Whether it’s making sense of the vast array of data now available, reaching ad-avoiding digital audiences effectively, or meeting demands of influential procurement teams, the old way is too siloed, too slow, too expensive.
This is bad news for the established holding companies – their complex multi-agency, multi-office, multi-market model looks increasingly anachronistic. Once a barrier to entry, it’s now an invitation to challenger brands with a different solution.
Martin Woolley, chief executive, The Specialist Works
2018 will see the continued rise of the independents in the media industry. Network media agencies are under fire from all sides as clients demand transparency, neutral planning, and agility. Many brands are saying enough is enough and bringing digital disciplines in-house.
Meanwhile, the independent media agency sector is capitalising on this by putting an emphasis on client service, and openness – living the “spend it as if it’s your own” mantra. No surprise that £150m more in billings has migrated from network agencies to independents in 2017.

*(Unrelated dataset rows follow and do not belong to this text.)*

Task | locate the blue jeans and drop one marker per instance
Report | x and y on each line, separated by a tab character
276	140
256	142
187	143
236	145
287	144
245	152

If the reputation of the media planning and buying industry is to turn around in 2019, it’s the specialist knowledge and client-first attitude of the independents that will be the driver.
Jonas Twitchen, lead strategist, Rufus Leonard
In terms of trends within our industry, it will be interesting to see how the acquisition of many smaller agencies by larger multinationals plays out.
Karmarama, Fjord, Idea Couture, Fahrenheit 212, Market Gravity, and many others have been snapped up in the past year or two by big players.
It takes time for a good integration to deliver fruit, and for a bad one to drive everyone running from the building. This is significant because we expect upstart agencies to deliver fresh-thinking into our industry.
If the acquisitions prove effective then we can expect the combined entities to wield awesome power and deliver powerful new marketing solutions. If they prove ineffective, the big players will still be trotting out the same old stuff, and the brightest refugees from “consultancy culture” will look for new places to contribute to our industry.